Dan Cammish. Any mention of the 2015 Porsche Carrera Cup of Great Britain cannot fail to be accompanied by a mention of the former Formula Ford champion. Only rookie champion Josh Webster (Team Parker Racing) and Michael Meadows (Samsung SUHD TV Racing) have bested the Yorkshireman this year. Both only succeeded once on a weekend in so doing. At least one of the trio have been on the podium at every race this season. Cammish is the only driver to have never been off it. Make no mistake, this championship is his to lose. Only a terrific come-back, or string of errors from the two sides of the championship coin will change its destiny.
To surmise the Pro classification so simply may seem flippant, yet that really is the story at the front of the field. Webster’s teammate Stephen Jelley failed to convert two pole positions at the opening round at Brands Hatch into race victories. Meadows’ teammate Nicholas Latifi stood on the podium in Oulton Park race one, then destroyed his tyres in a puncture ruined second encounter. Both have promised much. A race victory from both the expectation heading into the final four rounds.
For 2016, Parr Motorsport’s Dino Zamparelli, IDL Racing man Tom Sharp, reigning Formula Ford champion Jayde Kruger (Brookspeed) and G-Cat Racing’s Ryan Cullen will be the expected contenders. If 2014 winner Paul Rees can find more pace, he is a definite dark horse at the culmination of this year’s proceedings.
Pro-Am1 started with a bang, Redline Racing driver Jordan Witt winning the first encounter from Juta Racing’s UK returnee Ignas Gelzinis and Karl Leonard from Team Parker. Those three have really been the form men, with cameos on the podium from rookie Jack Falla (Redline Racing) and Parr Motorsport’s Mark Cole.
Gelzinis was victorious in the second Brands race, or rather the only survivor. In a class with decent entry figures, the carnage required to wipe out an entire class (the Lithuanian was the final classified finisher in the race, behind the Pro-Am2 contenders) cannot be underestimated.
Aside from this brief loss of sense, the class has produced some good racing with the Pro-Am1 contenders regularly harassing the higher class tailenders.
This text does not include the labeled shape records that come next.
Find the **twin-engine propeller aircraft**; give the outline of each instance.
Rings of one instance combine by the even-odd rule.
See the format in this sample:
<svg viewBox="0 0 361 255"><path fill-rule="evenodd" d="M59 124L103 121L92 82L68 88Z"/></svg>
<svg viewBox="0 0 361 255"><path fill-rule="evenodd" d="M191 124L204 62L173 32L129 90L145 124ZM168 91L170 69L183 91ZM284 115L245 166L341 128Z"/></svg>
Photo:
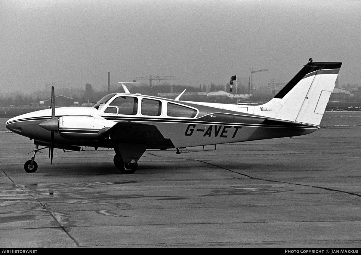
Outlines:
<svg viewBox="0 0 361 255"><path fill-rule="evenodd" d="M50 109L9 120L6 127L34 140L34 156L24 165L36 171L36 153L81 146L113 148L114 164L133 173L147 149L165 150L300 136L319 125L342 63L309 62L270 101L246 105L181 101L129 93L113 93L92 107ZM183 91L184 92L184 91ZM182 92L183 93L183 92ZM39 146L45 146L39 149Z"/></svg>

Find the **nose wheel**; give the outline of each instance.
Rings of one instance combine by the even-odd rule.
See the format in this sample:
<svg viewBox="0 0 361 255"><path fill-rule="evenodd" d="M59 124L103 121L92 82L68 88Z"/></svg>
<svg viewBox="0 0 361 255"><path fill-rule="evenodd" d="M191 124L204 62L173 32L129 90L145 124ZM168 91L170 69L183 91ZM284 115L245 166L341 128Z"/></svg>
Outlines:
<svg viewBox="0 0 361 255"><path fill-rule="evenodd" d="M38 170L38 164L34 159L28 160L25 163L24 169L27 173L34 173Z"/></svg>
<svg viewBox="0 0 361 255"><path fill-rule="evenodd" d="M138 163L127 163L124 162L123 158L116 154L114 156L113 162L117 167L119 169L122 173L134 173L138 168Z"/></svg>

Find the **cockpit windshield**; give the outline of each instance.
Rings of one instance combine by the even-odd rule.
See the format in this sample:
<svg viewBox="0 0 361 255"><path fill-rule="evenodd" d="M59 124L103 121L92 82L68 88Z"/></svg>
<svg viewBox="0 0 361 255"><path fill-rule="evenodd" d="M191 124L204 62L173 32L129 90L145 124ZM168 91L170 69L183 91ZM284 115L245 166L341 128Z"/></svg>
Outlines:
<svg viewBox="0 0 361 255"><path fill-rule="evenodd" d="M93 107L97 110L99 110L99 106L100 105L106 103L106 102L108 102L109 99L115 96L115 93L113 93L112 94L109 94L109 95L106 95L106 96L105 96L102 98L100 99L100 100L98 101L98 102L96 102L96 104L95 104L95 105Z"/></svg>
This mixture has occasionally lead to incident; Leonard was a victim in the first Oulton Park race and Falla’s Croft day was ruined with a first corner clash in which he was blameless (in fairness so was Ryan Cullen, who spun his G-Cat racing machine).
So to Pro-Am2. With increased entry numbers in every class, the chance of incident was always going to thus be higher this season. Yet the amateur classification in Carrera Cup GB has attracted a lot of attention for a lot of the wrong reasons. Review the races from Croft and in both itv’s cameras honed in on battered, bruised and backwards Porsche GT3 Cup machines and invariably they were from the Pro-Am2 classification.
Yet at the other end of the spectrum, there has been the tremendous driving of people like John McCullagh (Redline Racing – 3 class wins), Graeme Mundy (In2Racing – 2 class wins) and the other three winners thus far: Juta Racing man Nerijus Dagilis at Spa-Francorchamps, GT-Marques’ Scott Marshall at Oulton Park and Asset Advantage Race Team’s Ian Dockerill in the season opener at Brands Hatch.
If the poor driving standards, which have affected the destiny of several races this season, can be dealt with then Pro-Am2 could produce some of the second half of 2015’s best racing.
The Carrera Cup GB has enjoyed a renaissance this season like few others seen in motor racing. Despite formerly having a reputation for less than exciting racing, the increased grid sizes have led to a far more intense style of driving in 2015. With four rounds left, excluding only Rockingham from the TOCA tour’s second half, the Pro class looks to be firmly settled. Yet the other two classifications remain notably open and this mixture of different drivers with different motivations going towards the finale, is sure to produce some sublime action.